# Orbital speed, Earth vs Moon

1. Jan 1, 2010

### robotnut

Just can't get my head around this one. If at 100Km high above earth the orbital speed to maintain altitude is X, then what would the speed be for the same object around the moon?
Since gravity of the moon is smaller then earth's? I assume the orbital speed would need to be less?

2. Jan 1, 2010

### amaresh92

orbital velocity might be less as the orbital velocity depends on the radius of the orbit in which they move and the mass of moon is less than earth .

3. Jan 2, 2010

### hisham.i

Considering this mass orbiting around the earth or around the moon means its covering a uniform circular motion.
Studying the sum of forces =0, where the forces are:
F=(G.M.m)/d^2 :Gravitational force done by the earth on the object which is the centripetal force.
F1 :Centrifugal force which is also equal in magnitude to the centripetal force, but opposite direction.
applying newtons 2nd law and knowing that the centripetal force is also given by the following fomula F=(m.V^2)/d
then [(G.M.m)/d^2]=[(m.V^2)/d]
calculate v and you will notice that it will be less than the speed on the earth.

4. Jan 2, 2010

### LURCH

To avoid any confusion, we should all agree that these altitudes are above the center of the earth and Moon, respectively; not above their surfaces.

5. Jan 2, 2010

### D H

Staff Emeritus
That is contrary to the meaning of the term "altitude", which invariably means height above some reference surface.

6. Jan 2, 2010

### arunma

This seems like a straightforward question. For a circular orbit (which is the only kind where you get a constant speed), we just set the gravitational field equal to the centripetal acceleration

$$\dfrac{v^2}{r} = \dfrac{GM}{r^2}$$

$$v = \sqrt{\dfrac{GM}{r}}$$

So if you're at some altitude h, just set the distance from the center equal to the radius of the planet R, plus the altitude

$$v = \sqrt{\dfrac{GM}{R + h}}$$

The required speed is independent of the mass (this is for precisely the same reason as why all objects fall at the same acceleration without air resistance). Just set h to 100 km, and you can calculate the orbital speed for the earth and the moon by substituting the appropriate values for the radius and mass of the earth and the moon.

7. Jan 2, 2010

### diazona

of the orbiting body, of course (I know that's what you meant, just thought a clarification couldn't hurt)
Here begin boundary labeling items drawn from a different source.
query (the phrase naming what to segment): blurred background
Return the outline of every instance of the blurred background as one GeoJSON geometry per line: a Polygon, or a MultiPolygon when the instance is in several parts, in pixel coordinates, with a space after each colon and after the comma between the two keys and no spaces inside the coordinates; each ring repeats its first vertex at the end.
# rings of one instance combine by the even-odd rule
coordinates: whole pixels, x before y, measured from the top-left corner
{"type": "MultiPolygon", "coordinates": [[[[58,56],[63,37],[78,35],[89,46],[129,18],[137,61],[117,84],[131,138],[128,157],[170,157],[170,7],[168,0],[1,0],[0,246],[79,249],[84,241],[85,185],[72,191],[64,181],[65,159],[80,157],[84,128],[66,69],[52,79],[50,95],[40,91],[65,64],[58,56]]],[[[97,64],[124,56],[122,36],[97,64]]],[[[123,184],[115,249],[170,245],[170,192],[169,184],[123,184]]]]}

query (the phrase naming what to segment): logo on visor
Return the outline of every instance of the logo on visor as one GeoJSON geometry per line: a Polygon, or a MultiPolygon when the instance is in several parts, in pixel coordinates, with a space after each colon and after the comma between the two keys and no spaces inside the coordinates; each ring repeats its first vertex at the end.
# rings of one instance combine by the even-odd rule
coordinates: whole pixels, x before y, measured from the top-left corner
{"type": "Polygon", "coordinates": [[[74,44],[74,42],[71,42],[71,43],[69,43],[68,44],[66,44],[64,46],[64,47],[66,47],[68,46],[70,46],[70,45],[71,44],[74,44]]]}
If I remember correctly, the moon's mass is 1/6 that of Earth, and it's radius is about 1/3 of the Earth's, so I guess the orbital velocity at a given (small) altitude is reduced by about a factor of 2...

8. Jan 2, 2010

### D H

Staff Emeritus
The Moon's surface gravity is about 1/6 that of the Earth. The Moon's mass however is about 1/81 Earth masses.

9. Jan 2, 2010

### arunma

You're quite right, thanks!

10. Jan 3, 2010

### LURCH

Yes, I know. But what I'm asking is that we all refer to the distance above center of mass, because it removes an unnecessary complication, and avoids the need for secondary calculations such as...

Distance above the surface does not effect orbital dynamics, and I believe this would help the OP gain the understanding he seeks.

11. Jan 3, 2010

### D H

Staff Emeritus
Whatever makes you think that? Distance above the surface most definitely does affect orbital dynamics. Moreover, distance below the surface most definitely hinders orbital mechanics. A satellite could not orbit the Earth at the orbital radius corresponding to an orbital altitude of 100 km above the surface of the Moon because that orbital radius is well inside the Earth. A satellite can however orbit 200 km above the surface of the Earth or the Moon.

The problem with diazona's analysis was incorrect values for the Moon's mass and radius. So, let's do it correctly.

The orbital velocity for a circular orbit at altitude h is

$$v=\sqrt{\frac{GM}{R+h}}$$

The ratio of the orbital velocities for orbits at the same altitude about the Earth and Moon is thus

$$\frac{v_e}{v_m} = \sqrt{\frac{M_e}{M_m}\,\frac{R_m+h}{R_e+h}} \approx \sqrt{\frac{Me}{Mm}\,\frac{R_m}{R_e}}\,\left(1+\frac h 2\,\frac{R_e-R_m}{R_eR_m}\right)$$

Using the correct numbers, Mm/Me=0.0123 and Rm/Re=0.273, yields ve/vm=4.71 for h=0, increasing as altitude increases. The ratio is 5.15 for h=500 km, at which point the approximation is still valid to within about 1%.